Implications and Future Directions

The research underscores the complexity inherent in designing optimal advertising strategies for information products, particularly under real-world conditions where buyers may hold different personal beliefs. From a theoretical standpoint, the findings enhance our understanding of Bayesian persuasion in the field of information economics.
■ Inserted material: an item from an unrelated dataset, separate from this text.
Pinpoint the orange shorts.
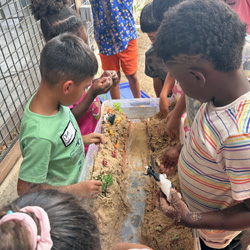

Practically, the methodologies proposed can be vital for industries heavily reliant on information sales, such as financial services, media, and data consultancy sectors, where strategic information revelation can significantly affect revenues.

Future research avenues could explore:

  • Approximation Algorithms: Given the computational hardness of the problem, more robust and efficient approximation algorithms could be developed to handle larger and more complex state spaces.
  • Dynamic Advertising Costs: Incorporating dynamic costs for revealing partial information would reflect more realistic scenarios where advertising incurs varying expenses.
  • Interacting Multiple Rounds: Extending the model to scenarios where sellers can interact with buyers in multiple rounds, potentially employing sophisticated negotiation tactics or dynamic pricing models.
  • Behavioral Economics: Integrating behavioral economics to account for irrational decision-making and its impact on the perceived value of information could refine the advertising strategies further.

In conclusion, this paper offers a comprehensive theoretical framework for optimizing information product advertising, revealing profound insights into the interplay between partial information disclosure and revenue maximization. The results are pivotal not only for academia but also for practical applications across various information-centric industries.